I guess it makes sense – witnesses never accurately recount what happened. I shouldn’t be surprised that my husband can’t either.

3 Comments

  1. That would be…enormously frustrating for me, particularly because it isn’t personal to him, the whole entire world is adjusting to the situation as it stands. This is hard on every single one of us but we also have to buck up and just deal with the situation. I’ve had moments of feeling sorry for myself that I’m divorced during this (although I am quarantined w my ex, long story) but I do think it’s so much worse on women whose husbands can’t bring empathy and recognition to the fact that this is a very different world. (hugs)

  2. We have a similar situation in our household, except that it’s me, not my husband, who is not used to having my workday interrupted. Throughout our marriage, I have had a more demanding job that requires more hours of work each week, while my husband’s job is almost never over 40 hours and has a lot of flexibility.

    As a result, I have been very stressed out, and my husband has been doing OK (his boredom and frustration at being forced to stay home more notwithstanding). Probably also helps that he still has to go to his actual office 2-3 days a week (essential employee, and not everything he does can be done remotely), while I am in the house 24/7 with our children unless I go out for a walk.
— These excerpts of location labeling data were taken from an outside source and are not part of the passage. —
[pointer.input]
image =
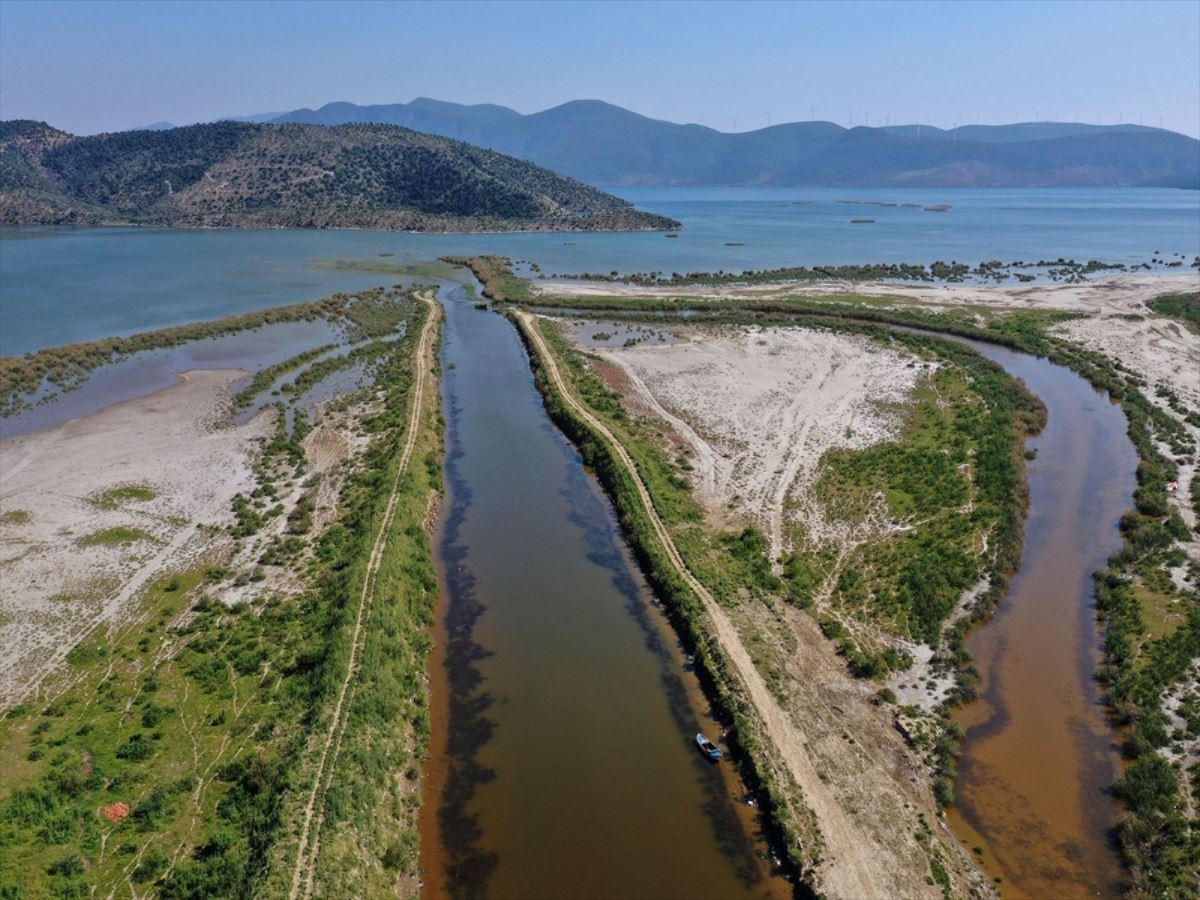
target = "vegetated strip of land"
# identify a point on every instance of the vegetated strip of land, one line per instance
(179, 748)
(304, 874)
(833, 850)
(1149, 667)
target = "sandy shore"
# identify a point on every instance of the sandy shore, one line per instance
(759, 408)
(60, 576)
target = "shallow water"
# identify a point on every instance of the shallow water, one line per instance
(65, 286)
(563, 760)
(1039, 754)
(150, 371)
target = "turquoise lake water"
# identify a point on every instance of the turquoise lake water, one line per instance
(63, 286)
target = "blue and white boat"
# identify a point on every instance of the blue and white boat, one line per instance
(708, 748)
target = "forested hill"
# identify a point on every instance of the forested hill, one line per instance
(250, 175)
(604, 144)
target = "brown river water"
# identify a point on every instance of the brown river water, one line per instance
(564, 711)
(1041, 754)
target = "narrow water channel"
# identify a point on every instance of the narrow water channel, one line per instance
(563, 762)
(1039, 754)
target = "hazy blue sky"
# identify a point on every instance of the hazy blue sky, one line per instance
(97, 66)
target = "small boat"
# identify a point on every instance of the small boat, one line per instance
(708, 748)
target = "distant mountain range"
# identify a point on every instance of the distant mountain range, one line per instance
(604, 144)
(250, 175)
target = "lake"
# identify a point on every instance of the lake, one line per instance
(61, 286)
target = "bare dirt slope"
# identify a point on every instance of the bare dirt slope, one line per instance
(760, 407)
(863, 857)
(63, 569)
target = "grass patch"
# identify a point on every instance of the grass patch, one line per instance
(117, 535)
(117, 497)
(192, 724)
(1183, 307)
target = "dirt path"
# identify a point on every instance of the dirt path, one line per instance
(855, 865)
(309, 850)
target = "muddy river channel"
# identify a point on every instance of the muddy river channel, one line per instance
(1041, 754)
(563, 761)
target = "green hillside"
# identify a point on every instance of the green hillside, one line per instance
(249, 175)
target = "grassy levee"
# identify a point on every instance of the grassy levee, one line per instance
(369, 835)
(352, 815)
(1159, 829)
(172, 751)
(496, 275)
(766, 775)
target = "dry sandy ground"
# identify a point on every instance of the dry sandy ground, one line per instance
(865, 790)
(52, 589)
(759, 408)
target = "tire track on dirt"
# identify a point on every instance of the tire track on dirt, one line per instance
(309, 850)
(855, 865)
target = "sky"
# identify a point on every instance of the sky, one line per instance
(107, 66)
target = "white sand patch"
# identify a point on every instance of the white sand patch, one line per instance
(52, 589)
(760, 407)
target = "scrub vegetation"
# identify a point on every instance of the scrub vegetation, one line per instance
(898, 582)
(1185, 307)
(174, 753)
(1146, 594)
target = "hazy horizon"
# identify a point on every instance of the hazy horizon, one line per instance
(112, 66)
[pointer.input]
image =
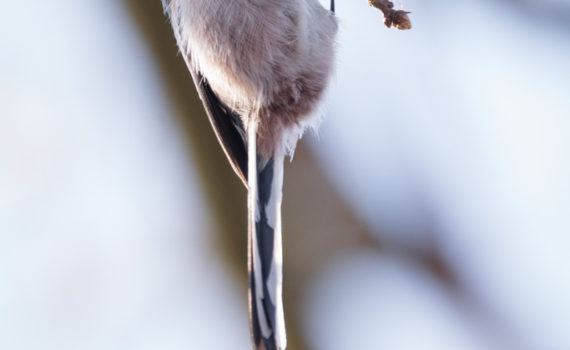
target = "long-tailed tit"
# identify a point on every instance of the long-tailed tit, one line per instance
(261, 68)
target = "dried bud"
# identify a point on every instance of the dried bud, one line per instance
(392, 18)
(398, 19)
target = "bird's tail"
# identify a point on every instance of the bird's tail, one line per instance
(265, 257)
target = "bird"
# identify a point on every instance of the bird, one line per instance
(261, 69)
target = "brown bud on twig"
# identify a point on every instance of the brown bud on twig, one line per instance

    These are trying times.

  3. What impressive insight and compassion about the nature of your husband’s experience and process of work. I am deeply impressed by you once again!
    I am also very very sorry that your husband is unable to see what is happening and to understand this discrepancy, even without being able/required to change his behaviors. Some men see their jobs as of higher value to the family and therefore as deserving more focused time with less time to contribute to the family. For other men it is not that mental comparison of job values but something about their personal work style and experience that prevents their acting on the discrepancy. They may realize the loads are not equal but they perceive their spouse as more able to manage both roles at the same time and do not want to confront their own inabilities.
    As a happy note it does look like the shutdown may well mean earlier and MUCH lower peak illness/death result in our state and area ….. Unfortunately that will also not mean the shutdown can end sooner as we are so far behind on all the needed tests and vaccines. So there remains a long haul of very altered behaviors and life patterns.
    SO glad you are writing. Helps me so much.